Jennifer M. Barker

 

On her book The Tactile Eye: Touch and the Cinematic Experience

Cover Interview of December 10, 2009

In a nutshell

In Michel Gondry’s The Science of Sleep (2006), Gael García Bernal plays a frustrated artist with a penchant for quirky handmade objects and stop-motion animation who falls in love with an artsy woman.  He explains, “I love her because she makes things with her hands. It’s as if her synapses were married directly to her fingers.

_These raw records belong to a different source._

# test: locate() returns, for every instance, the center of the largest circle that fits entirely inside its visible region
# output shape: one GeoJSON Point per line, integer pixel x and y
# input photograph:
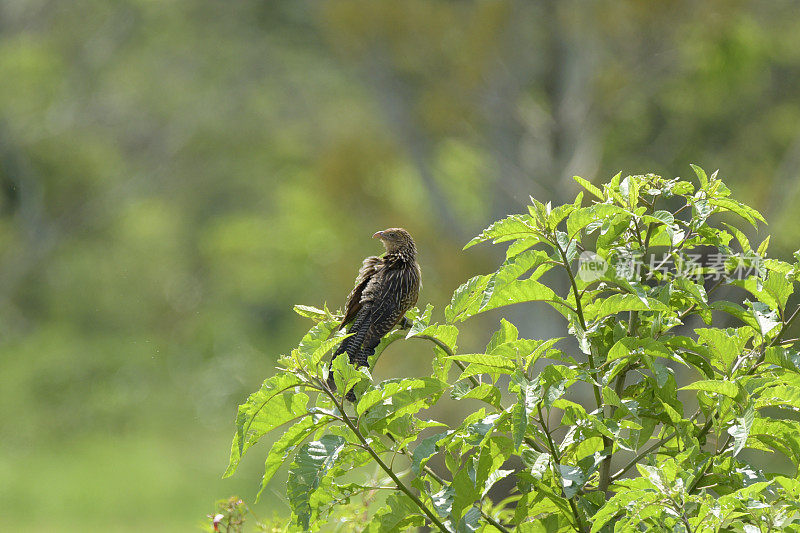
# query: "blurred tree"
{"type": "Point", "coordinates": [173, 172]}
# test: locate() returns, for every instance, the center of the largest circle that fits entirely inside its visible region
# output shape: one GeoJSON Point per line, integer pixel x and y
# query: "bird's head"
{"type": "Point", "coordinates": [396, 240]}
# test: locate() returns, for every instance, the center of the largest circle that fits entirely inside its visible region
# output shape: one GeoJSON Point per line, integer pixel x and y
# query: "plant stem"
{"type": "Point", "coordinates": [607, 443]}
{"type": "Point", "coordinates": [389, 472]}
{"type": "Point", "coordinates": [529, 441]}
{"type": "Point", "coordinates": [556, 473]}
{"type": "Point", "coordinates": [444, 482]}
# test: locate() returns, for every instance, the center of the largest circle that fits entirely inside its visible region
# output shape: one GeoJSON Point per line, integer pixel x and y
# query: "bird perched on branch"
{"type": "Point", "coordinates": [386, 287]}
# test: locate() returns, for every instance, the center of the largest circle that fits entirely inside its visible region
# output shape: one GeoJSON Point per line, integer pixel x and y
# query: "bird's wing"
{"type": "Point", "coordinates": [393, 293]}
{"type": "Point", "coordinates": [369, 268]}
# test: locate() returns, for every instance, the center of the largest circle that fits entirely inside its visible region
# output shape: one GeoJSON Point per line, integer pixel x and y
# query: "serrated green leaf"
{"type": "Point", "coordinates": [725, 388]}
{"type": "Point", "coordinates": [309, 311]}
{"type": "Point", "coordinates": [741, 430]}
{"type": "Point", "coordinates": [589, 187]}
{"type": "Point", "coordinates": [310, 465]}
{"type": "Point", "coordinates": [282, 447]}
{"type": "Point", "coordinates": [485, 392]}
{"type": "Point", "coordinates": [399, 514]}
{"type": "Point", "coordinates": [424, 451]}
{"type": "Point", "coordinates": [509, 228]}
{"type": "Point", "coordinates": [617, 303]}
{"type": "Point", "coordinates": [274, 404]}
{"type": "Point", "coordinates": [701, 175]}
{"type": "Point", "coordinates": [580, 218]}
{"type": "Point", "coordinates": [403, 390]}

Like this,” he says, staring at his own waggling fingers in amazement, “in this way.”

That line perfectly describes the spectator—not just of this film but also of moving pictures in general.  I argue that synapses and fingers are married (as are mind and body, and vision and touch more generally) in the experience of cinema.  I also argue that to think, to speak, to feel, to love, to perceive the world and to express one’s perception of that world are not solely cognitive or emotional acts taken up by viewers and films, but always already embodied ones that are enabled, inflected, and shaped by an intimate, tactile engagement with and orientation toward others—things, bodies, objects, subjects—in the world.  If these things are married in the experience of cinema, then this book describes exactly how so: “like this, in this way.”

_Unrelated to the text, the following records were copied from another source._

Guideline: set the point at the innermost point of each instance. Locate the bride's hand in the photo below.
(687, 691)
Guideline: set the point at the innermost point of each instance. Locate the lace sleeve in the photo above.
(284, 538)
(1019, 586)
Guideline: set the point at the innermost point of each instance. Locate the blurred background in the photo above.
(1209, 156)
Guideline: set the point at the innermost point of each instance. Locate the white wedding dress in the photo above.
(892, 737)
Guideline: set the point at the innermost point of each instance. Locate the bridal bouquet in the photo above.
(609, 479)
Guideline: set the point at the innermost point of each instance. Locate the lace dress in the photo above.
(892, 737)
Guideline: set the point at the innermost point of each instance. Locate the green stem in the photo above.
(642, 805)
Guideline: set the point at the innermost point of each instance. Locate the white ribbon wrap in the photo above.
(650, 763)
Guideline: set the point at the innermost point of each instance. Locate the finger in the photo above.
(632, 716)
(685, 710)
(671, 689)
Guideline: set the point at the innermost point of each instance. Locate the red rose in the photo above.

That the film experience is a tactile one is without doubt; one need only chat up one’s fellow audience members to hear an action film described as a “visceral rush,” or an art film described as “lush” or “sensuous.”  But how does one reconcile sensuous film experience with film theory?  My answer was to design a book that is itself a tactile experience.  I employ a descriptive vocabulary and method, infused with the sensuousness of the everyday, embodied film experience, in a study organized not around historical periods, genres, or modes of production, but around bodily dimensions, sensations, rhythms, and gestures.

Throughout the project, I describe “touch” in a way that extends beyond the fingers and the skin.  The book’s three central chapters explore three locales that I argue are lived both humanly and cinematically: the skin, the musculature, and the viscera.  These categories guide us through a complicated terrain, but their boundaries are pliable and permeable.  Sensations and behaviors constantly bleed, vibrate, dissolve, spread, cut, or muscle their way from one dimension into the next.

I explore these dimensions of tactility through a series of brief but detailed readings of specific films, which I call “textural” (rather than “textual”) analyses.  I cover a wide range of genres, nations, and directors, juxtaposed in unpredictable ways—Buster Keaton and Wile E. Coyote share the space of a few pages, as do Eraserhead and Toy Story—that elicit underlying haptic, muscular, and visceral patterns shared by film and viewer and that offer a useful approach for the study of other film experiences.